Backup and Restore
kdb Insights CLI allows you to backup data stored in kdb Insights Enterprise hosted on any cloud provider, to an Azure blob using K8up.
The following data repositories are backed up as part of this process:
- Historical database (HDB)
- Intraday database (IDB)
- Packages repository
- Postgres database used by Keycloak
A backup can only target Azure
A backup can be taken from kdb Insights Enterprise that is hosted on any cloud provider, but they can only be backed up to Azure at present.
Prerequisities
Before taking a backup, the following prerequisites need to be in place:
- kdb Insights CLI is installed
- You have a running instance of kdb Insights Enterprise
- You have direct Kubernetes cluster access
Backup
Initialization
-
Teardown the following:
-
Teardown all databases deployed in the UI and any assemblies managed outside of the UI.
-
Teardown any pipelines that are ingesting data into these databases and assemblies.

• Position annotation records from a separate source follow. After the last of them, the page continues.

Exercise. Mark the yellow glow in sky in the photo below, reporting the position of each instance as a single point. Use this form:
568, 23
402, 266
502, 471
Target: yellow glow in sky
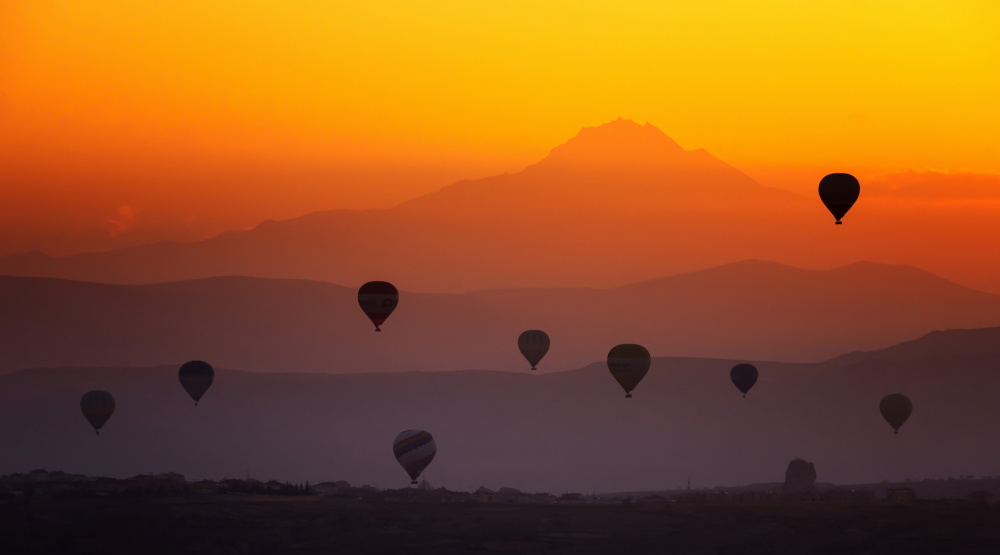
891, 85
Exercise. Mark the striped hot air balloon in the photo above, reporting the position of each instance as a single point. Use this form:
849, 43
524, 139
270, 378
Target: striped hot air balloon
628, 364
414, 449
378, 299
196, 377
533, 344
97, 407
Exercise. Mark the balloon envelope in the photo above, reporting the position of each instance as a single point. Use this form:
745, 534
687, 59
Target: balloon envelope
743, 376
378, 299
533, 344
414, 449
97, 407
628, 364
895, 408
839, 192
196, 377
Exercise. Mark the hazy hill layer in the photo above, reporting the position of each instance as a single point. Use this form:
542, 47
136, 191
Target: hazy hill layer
618, 203
554, 432
755, 310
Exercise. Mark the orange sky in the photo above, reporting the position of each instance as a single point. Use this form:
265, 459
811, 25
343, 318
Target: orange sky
195, 117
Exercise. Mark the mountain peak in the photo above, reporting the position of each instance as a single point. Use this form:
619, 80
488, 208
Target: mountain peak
618, 142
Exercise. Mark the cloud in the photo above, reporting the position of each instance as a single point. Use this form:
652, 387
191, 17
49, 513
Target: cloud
123, 220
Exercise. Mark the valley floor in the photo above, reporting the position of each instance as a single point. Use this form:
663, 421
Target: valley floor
245, 524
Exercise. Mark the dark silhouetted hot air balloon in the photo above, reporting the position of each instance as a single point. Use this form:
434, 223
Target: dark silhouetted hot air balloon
414, 449
895, 408
839, 192
628, 364
744, 376
533, 344
97, 407
378, 299
196, 377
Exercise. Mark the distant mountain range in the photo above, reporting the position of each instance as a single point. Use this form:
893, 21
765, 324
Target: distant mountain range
751, 310
616, 204
563, 431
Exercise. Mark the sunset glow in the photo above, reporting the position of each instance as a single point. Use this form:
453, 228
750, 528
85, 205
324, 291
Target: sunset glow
94, 94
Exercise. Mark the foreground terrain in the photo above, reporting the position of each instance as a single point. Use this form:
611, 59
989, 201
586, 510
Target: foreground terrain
241, 524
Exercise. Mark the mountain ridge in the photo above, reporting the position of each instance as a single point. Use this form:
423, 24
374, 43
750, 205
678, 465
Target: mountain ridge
580, 431
267, 324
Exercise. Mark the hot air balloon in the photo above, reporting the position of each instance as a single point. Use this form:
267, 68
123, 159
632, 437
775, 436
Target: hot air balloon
378, 299
414, 449
895, 408
97, 407
744, 376
196, 377
533, 344
628, 364
839, 192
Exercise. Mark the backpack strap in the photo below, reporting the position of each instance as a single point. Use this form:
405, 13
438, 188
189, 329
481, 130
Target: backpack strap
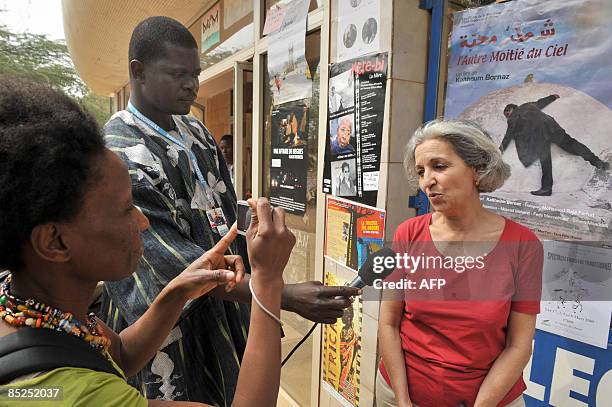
34, 350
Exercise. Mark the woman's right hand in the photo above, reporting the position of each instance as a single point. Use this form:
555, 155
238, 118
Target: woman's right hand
269, 242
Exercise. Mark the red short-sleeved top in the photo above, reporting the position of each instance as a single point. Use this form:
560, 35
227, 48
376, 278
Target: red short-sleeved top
449, 344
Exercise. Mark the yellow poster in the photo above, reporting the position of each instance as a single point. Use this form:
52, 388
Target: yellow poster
342, 351
337, 230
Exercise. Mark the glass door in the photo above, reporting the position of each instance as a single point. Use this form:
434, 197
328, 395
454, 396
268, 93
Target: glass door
243, 128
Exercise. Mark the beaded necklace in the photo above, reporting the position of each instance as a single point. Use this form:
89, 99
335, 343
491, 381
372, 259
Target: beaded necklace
17, 312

Teardown but do not clean up
From the UI make sure you do not check the clean up resources option as that deletes all data as well.
-
-
Publishers, or feedhandlers, sending data to any of the databases or assemblies that use an RT SDK can remain running as long as the local storage is sufficient to hold all the published messages while the database is offline.
Publisher warnings
The publishers emit warning messages about the dropped connection if you keep them running.
-
You need to annotate each ReadWriteOnce PVCs, as these are not relevant to the backup, and can cause issues. This can be done as follows:
kubectl get pvc -A -o json | jq '.items | map(. | select(.spec.accessModes[] | contains("ReadWriteOnce")) | .metadata.name )' | jq .[] --raw-output > /tmp/rwovolumes cat /tmp/rwovolumes | while read rwovolumes do kubectl annotate pvc $rwovolumes k8up.io/backup=false -n insights done
Adding this annotation to each ReadWriteOnce PVC is essential for a successful backup and restore
If the annotation is not added to ReadWriteOnce volumes they are also backed up. This creates a large number of unnecessary snapshots for volumes that we do not want to restore. Also, for certain K8up versions, a large number of snapshots can cause corruptions in its repository.
-
The kdb Insights CLI needs the Azure storage account properties to be initialized:
-
Run the
backup init
command as follows:kxi backup init -n <NAMESPACE>
where
is the namespace where the resources you wish to backup are located. -
You are prompted for the following storage account details:
Please enter Azure storage account name: <ACCOUNT> Please enter Azure storage account access key: <ACCESS_KEY> Please enter custom Restic repo password: <PASSWORD> Repeat for confirmation: <PASSWORD>
-
Cloud provider options. You are asked to specify the cloud provider. Currently 'AZURE' is the only available option, therefore any other provider specified is ignored.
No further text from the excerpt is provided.